The Probabilistic Nature of AI: What 1,200 ChatGPT Runs Reveal About Brand Visibility in Generative Search

The Inherent Variability of AI Recommendations: A New Frontier for Brand Visibility

In the rapidly evolving landscape of generative AI and search, a fundamental truth has emerged: artificial intelligence responses are inherently probabilistic. When you pose the same question to ChatGPT or similar large language models multiple times, you receive different responses. This variability isn’t a bug—it’s a core feature of how these systems operate. Recent research by Rand Fishkin and subsequent studies have revealed profound implications for how brands should approach AI visibility tracking and search engine optimization in the age of generative AI.

The research methodology involved running 12 distinct prompts through ChatGPT 100 times each, totaling 1,200 interactions. These prompts were carefully designed to test two critical variables: competitive versus niche B2B software categories, and simple versus nuanced prompts with specific personas and use cases. The findings challenge conventional wisdom about AI consistency and provide actionable insights for B2B marketers navigating this new terrain.

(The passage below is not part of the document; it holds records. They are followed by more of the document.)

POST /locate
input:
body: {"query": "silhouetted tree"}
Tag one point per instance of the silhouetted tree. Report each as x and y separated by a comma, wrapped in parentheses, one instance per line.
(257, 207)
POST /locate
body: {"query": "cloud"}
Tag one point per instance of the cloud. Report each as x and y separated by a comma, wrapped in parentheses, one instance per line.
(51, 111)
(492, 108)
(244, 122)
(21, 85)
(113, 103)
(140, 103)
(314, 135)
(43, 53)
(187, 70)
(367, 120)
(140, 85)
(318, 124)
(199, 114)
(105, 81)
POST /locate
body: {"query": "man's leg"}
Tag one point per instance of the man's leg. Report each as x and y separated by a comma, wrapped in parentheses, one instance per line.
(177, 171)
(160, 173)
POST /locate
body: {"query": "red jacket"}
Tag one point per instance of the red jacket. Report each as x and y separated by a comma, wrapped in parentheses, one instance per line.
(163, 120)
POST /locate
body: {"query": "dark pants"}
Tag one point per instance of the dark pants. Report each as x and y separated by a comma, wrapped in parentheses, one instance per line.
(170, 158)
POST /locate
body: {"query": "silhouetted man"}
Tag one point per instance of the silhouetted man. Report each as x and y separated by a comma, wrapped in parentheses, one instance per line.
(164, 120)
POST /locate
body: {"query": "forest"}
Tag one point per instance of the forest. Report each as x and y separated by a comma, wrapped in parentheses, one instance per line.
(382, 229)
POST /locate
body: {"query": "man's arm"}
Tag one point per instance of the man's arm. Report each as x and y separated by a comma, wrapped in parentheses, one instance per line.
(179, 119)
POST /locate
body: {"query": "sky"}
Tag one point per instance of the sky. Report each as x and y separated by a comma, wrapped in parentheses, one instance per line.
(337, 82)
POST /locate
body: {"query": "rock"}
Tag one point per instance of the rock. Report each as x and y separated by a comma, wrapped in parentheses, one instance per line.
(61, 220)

The Research Methodology: Testing AI Consistency at Scale

Prompt Design and Category Selection

The study employed a systematic approach to prompt creation, dividing them into two primary categories:

  • Competitive vs. Niche Categories: Six prompts addressed highly competitive B2B software categories (accounting software, CRM platforms, etc.), while six focused on less crowded niches (user entity behavior analytics, specialized compliance software). Categories were identified using Contender’s database, which tracks ChatGPT’s brand associations across 1,775 software categories.
  • Simple vs. Nuanced Prompts: Within each category set, half used straightforward queries (“What’s the best accounting software?”) while half incorporated specific personas and use cases (“For a Head of Finance focused on financial reporting accuracy and compliance, what’s the best accounting software?”).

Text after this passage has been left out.